In this season of swine flu, you'd be forgiven for staying home if you felt a bit under the weather. But what if you got in your car and drove to the next state? That's essentially what male damselflies do when they're not feeling well, according to a new study. The move may help these delicate-looking cousins of dragonflies find more sanitary surroundings and colonize new habitats.
There's been circumstantial evidence that damselflies and even songbirds such as great tits move far from home when sick, but no one had rigorously tested the idea, says evolutionary ecologist Markus Rantala of the University of Turku in Finland. His team wasn't planning on testing it either. Instead, Rantala and colleagues wanted to see whether damselfly males become less territorial when they have to spend energy fighting an infection. They do, to an extreme. When the researchers inserted snippets of nylon fiber--which provoke the immune system by imitating the mouthparts of a parasitic mite--into the insects' abdomens, all of them fled, says Rantala.

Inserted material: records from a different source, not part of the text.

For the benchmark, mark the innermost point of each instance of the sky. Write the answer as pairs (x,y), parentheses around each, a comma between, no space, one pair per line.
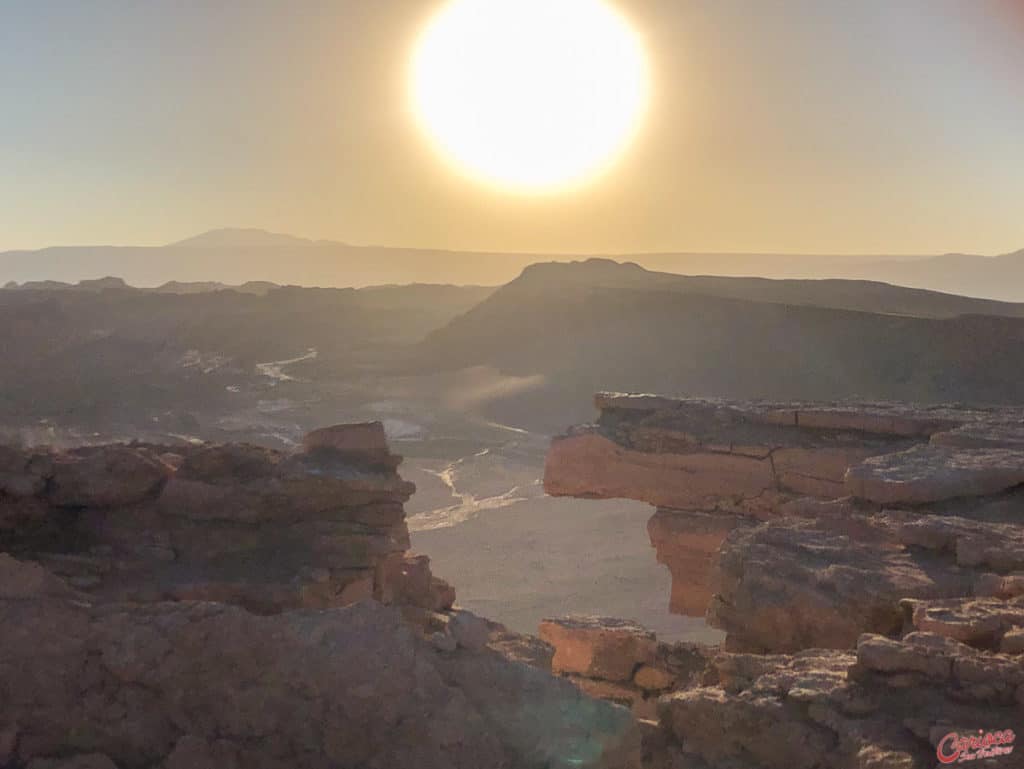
(783,126)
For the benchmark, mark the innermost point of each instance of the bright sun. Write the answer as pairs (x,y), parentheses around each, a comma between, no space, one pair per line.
(531,95)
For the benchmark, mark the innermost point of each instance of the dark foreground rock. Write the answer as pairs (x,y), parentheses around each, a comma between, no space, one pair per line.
(235,607)
(891,703)
(208,684)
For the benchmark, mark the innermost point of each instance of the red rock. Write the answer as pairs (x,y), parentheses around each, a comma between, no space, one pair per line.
(598,647)
(928,473)
(105,476)
(366,436)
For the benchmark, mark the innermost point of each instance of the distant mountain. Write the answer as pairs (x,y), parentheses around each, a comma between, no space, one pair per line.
(125,358)
(118,284)
(997,276)
(235,256)
(584,327)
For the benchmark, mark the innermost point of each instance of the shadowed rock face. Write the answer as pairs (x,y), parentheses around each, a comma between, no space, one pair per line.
(889,703)
(866,563)
(769,516)
(236,607)
(209,684)
(233,523)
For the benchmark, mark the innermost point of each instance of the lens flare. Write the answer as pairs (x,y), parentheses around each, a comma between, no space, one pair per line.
(530,95)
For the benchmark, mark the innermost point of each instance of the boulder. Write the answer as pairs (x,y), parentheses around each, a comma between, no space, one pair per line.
(469,631)
(934,473)
(598,647)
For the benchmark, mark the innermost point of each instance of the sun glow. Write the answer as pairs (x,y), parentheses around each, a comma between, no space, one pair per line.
(530,95)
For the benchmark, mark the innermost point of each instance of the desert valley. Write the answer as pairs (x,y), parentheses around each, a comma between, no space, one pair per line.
(841,520)
(511,384)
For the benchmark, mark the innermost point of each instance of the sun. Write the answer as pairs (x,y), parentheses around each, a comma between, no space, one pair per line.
(529,95)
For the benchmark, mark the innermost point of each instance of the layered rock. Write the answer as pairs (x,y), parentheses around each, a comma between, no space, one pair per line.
(800,525)
(889,703)
(622,661)
(866,563)
(235,607)
(241,524)
(199,684)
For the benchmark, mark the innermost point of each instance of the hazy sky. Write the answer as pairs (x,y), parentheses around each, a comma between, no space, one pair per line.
(868,126)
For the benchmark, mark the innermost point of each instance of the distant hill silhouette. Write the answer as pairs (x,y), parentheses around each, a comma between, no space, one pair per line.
(102,353)
(581,328)
(236,256)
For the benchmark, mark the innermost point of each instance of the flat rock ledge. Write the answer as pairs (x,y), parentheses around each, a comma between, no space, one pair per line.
(866,562)
(795,525)
(235,607)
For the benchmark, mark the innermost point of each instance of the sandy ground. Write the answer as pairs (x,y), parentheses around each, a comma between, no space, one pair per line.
(548,557)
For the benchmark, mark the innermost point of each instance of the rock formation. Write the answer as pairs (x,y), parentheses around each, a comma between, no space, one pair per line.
(769,511)
(235,607)
(866,562)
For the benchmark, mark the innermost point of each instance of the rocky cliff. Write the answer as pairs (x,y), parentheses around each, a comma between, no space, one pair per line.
(866,562)
(233,607)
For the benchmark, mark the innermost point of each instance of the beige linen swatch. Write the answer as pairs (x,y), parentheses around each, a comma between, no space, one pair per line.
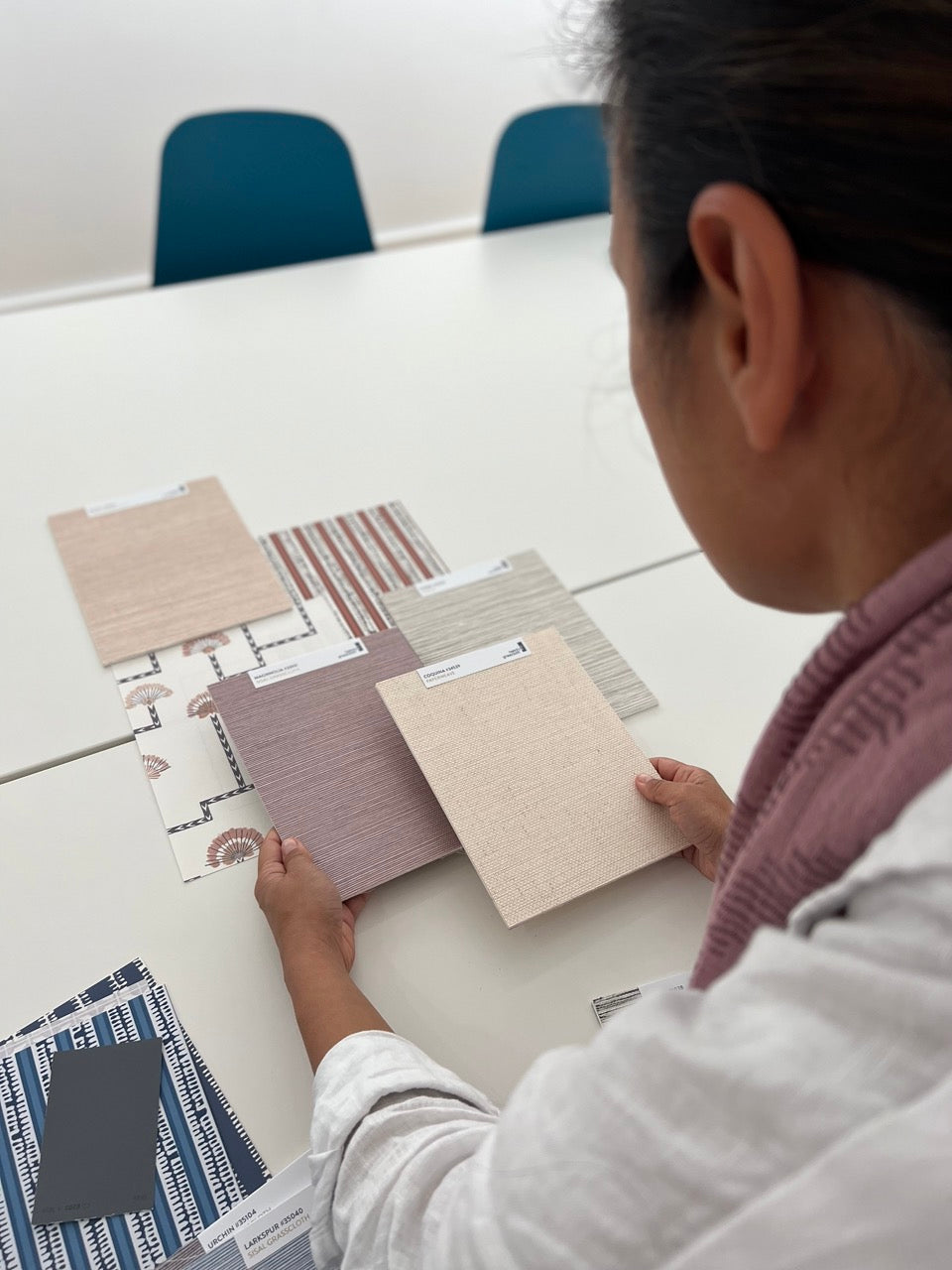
(527,595)
(166,572)
(535,772)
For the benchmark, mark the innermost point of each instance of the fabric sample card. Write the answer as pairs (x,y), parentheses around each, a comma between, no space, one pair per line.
(135,978)
(334,572)
(195,1180)
(162,571)
(102,1116)
(330,765)
(506,598)
(535,771)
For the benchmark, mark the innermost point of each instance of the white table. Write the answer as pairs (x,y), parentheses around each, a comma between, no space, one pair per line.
(89,881)
(484,381)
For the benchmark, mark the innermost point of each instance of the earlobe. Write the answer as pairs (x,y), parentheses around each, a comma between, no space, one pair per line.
(752,275)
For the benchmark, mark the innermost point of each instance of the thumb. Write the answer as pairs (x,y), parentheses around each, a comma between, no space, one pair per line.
(295,856)
(655,790)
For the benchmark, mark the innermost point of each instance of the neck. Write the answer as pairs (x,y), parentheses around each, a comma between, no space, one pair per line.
(897,512)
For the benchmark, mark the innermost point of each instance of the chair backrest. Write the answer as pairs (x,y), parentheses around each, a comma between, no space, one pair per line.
(252,190)
(549,164)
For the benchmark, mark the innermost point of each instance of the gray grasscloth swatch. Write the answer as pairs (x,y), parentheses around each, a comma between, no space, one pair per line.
(535,772)
(495,608)
(163,572)
(333,770)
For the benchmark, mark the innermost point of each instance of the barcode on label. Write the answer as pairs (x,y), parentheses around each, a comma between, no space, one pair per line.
(146,495)
(610,1005)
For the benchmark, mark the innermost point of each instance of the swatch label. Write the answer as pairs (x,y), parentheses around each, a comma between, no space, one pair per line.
(277,1228)
(470,663)
(285,1185)
(607,1006)
(267,675)
(463,576)
(146,495)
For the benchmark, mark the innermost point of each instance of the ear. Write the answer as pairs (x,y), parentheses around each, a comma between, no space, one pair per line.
(753,280)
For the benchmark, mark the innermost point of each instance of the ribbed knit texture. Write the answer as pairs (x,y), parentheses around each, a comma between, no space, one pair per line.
(864,728)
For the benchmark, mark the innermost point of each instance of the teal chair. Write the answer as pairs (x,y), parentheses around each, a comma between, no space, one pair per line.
(253,190)
(549,164)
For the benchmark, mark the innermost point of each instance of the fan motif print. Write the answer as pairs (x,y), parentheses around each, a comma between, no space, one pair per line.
(335,572)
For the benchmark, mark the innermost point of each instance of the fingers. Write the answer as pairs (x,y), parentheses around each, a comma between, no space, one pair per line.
(296,856)
(671,769)
(356,905)
(270,853)
(664,793)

That inconvenient result inspired the team to tackle the link between dispersal and sickness. With the help of several students, the researchers netted 234 male damselflies--which are easier to capture and track than females--at three sites. Under a tent by a river, they inserted bits of nylon fiber into some of the insects. A second group got a sham operation, a slender puncture wound without the filament. And a third group was only handled. The researchers returned each insect to his original territory and checked back over the next 4 days to see who stayed home and who flew off.
The males "infected" with faux parasites flew four times as far as the control males--about 400 meters on average and up to 2.5 kilometers, the researchers report online this month in Oecologia. Only a single control male flew that far, and, by the end of the study, he had symptoms of a real disease, a fungus. The sham-operated males were in between, which makes sense, Rantala says, because wound healing requires a mild immune response.

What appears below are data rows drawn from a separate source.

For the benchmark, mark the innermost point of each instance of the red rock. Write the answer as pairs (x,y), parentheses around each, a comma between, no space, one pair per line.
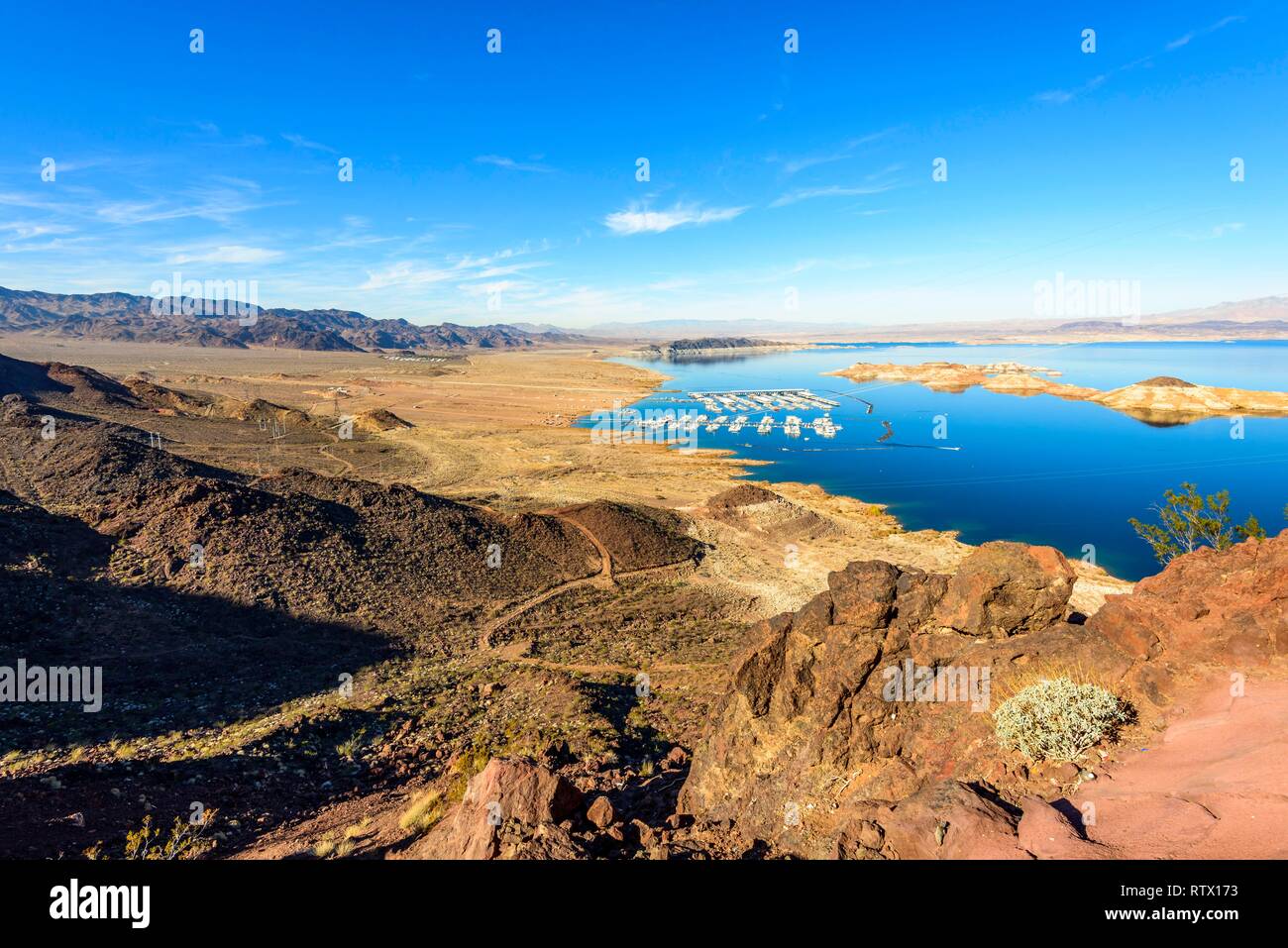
(600,811)
(506,791)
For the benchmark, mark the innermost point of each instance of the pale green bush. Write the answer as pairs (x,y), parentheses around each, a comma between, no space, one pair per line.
(1057,719)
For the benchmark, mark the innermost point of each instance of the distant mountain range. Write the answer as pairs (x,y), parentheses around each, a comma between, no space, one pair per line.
(218,324)
(1257,318)
(119,316)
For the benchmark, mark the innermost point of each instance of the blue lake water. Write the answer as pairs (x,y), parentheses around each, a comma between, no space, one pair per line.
(1037,469)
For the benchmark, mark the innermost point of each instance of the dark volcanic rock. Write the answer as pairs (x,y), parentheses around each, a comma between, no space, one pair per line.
(823,725)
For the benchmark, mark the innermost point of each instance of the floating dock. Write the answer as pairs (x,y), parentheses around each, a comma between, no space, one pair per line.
(763,399)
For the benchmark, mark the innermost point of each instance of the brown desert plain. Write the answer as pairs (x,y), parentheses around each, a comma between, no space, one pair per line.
(647,674)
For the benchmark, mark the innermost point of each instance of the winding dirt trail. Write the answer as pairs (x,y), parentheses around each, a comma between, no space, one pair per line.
(604,579)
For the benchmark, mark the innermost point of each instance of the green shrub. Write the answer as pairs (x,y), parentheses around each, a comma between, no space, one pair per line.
(1057,719)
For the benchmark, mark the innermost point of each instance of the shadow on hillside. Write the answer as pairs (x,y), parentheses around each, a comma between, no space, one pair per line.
(616,702)
(288,776)
(170,661)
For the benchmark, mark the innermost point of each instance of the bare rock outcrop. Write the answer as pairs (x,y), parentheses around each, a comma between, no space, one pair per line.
(861,723)
(510,810)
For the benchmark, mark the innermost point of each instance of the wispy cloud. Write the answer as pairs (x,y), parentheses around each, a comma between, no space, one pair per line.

"It was a very dramatic shift in how far these insects went," says ecologist Robert Holt of the University of Florida, Gainesville, who was not involved in the study. Even though parasites harm the individual, he adds, they could actually help the species by goading damselflies to spread across the landscape.

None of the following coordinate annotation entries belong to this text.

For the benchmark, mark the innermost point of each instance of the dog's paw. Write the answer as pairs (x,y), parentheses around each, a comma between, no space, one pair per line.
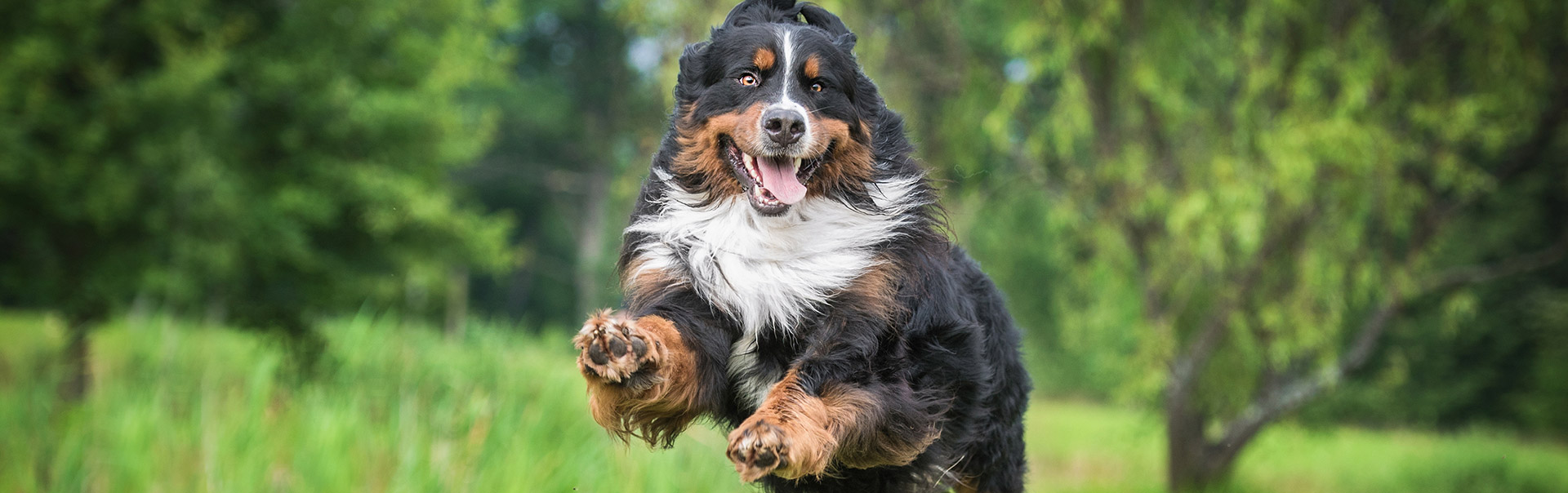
(613,351)
(761,446)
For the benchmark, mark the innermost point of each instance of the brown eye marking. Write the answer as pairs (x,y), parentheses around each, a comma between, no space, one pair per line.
(763,58)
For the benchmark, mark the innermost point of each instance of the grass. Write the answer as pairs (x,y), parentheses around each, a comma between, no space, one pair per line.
(177,407)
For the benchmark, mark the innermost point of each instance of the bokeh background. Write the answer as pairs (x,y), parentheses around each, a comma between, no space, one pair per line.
(339,246)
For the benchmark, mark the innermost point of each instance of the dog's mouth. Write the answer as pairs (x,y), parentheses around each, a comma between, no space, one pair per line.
(773,184)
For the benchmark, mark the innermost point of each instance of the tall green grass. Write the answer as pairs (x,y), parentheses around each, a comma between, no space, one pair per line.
(177,407)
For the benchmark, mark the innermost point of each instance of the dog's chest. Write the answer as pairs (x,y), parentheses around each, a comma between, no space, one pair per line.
(765,273)
(768,274)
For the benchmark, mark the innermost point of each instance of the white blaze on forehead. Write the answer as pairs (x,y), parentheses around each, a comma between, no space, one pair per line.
(786,75)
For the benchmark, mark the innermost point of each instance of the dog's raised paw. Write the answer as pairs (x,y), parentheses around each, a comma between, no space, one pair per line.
(613,349)
(758,448)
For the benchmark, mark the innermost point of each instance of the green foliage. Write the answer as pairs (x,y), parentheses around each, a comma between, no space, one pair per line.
(272,158)
(184,407)
(180,407)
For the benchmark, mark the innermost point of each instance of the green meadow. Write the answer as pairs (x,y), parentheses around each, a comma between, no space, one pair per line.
(399,407)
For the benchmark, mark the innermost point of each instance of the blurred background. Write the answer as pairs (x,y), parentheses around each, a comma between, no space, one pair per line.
(339,246)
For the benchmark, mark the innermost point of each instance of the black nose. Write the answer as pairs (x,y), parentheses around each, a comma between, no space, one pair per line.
(784,126)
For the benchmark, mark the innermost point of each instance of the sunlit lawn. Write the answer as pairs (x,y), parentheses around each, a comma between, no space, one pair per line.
(185,409)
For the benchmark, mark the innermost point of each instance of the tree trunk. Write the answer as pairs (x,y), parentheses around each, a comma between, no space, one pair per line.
(78,375)
(590,240)
(457,301)
(1194,464)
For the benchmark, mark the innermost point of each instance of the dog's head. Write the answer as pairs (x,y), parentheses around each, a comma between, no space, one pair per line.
(773,107)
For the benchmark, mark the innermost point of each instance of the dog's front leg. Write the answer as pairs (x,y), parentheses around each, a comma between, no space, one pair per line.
(642,376)
(802,433)
(792,434)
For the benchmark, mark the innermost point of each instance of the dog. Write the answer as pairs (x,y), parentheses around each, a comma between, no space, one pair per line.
(786,274)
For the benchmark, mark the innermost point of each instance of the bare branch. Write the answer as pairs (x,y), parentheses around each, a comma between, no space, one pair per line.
(1517,265)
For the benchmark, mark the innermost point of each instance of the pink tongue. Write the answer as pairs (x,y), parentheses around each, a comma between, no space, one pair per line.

As to why sick damselflies disperse, it may be that fighting infection takes so much energy that the insects can't muster the strength to defend their territory, Rantala says. At the same time, the move might help them find a habitat where they are less likely to be parasitized again. That idea "needs a lot more attention," says Sonia Altizer, an ecologist at the University of Georgia, Athens, who was not involved with the study. If dispersal is a defense against parasites and pathogens, she worries that humanmade barriers such as roads and dams could cause animal populations to get stuck in one place and accumulate diseases.
Still, evolutionary ecologist Mark Forbes of Carleton University in Ottawa warns against overinterpreting the study. He wants to see whether real parasites have the same effect as artificial ones--and to know how widespread the phenomenon is in other species. "It's one of those studies that's going to generate a lot of interest" in how parasites influence the movement of species, he says.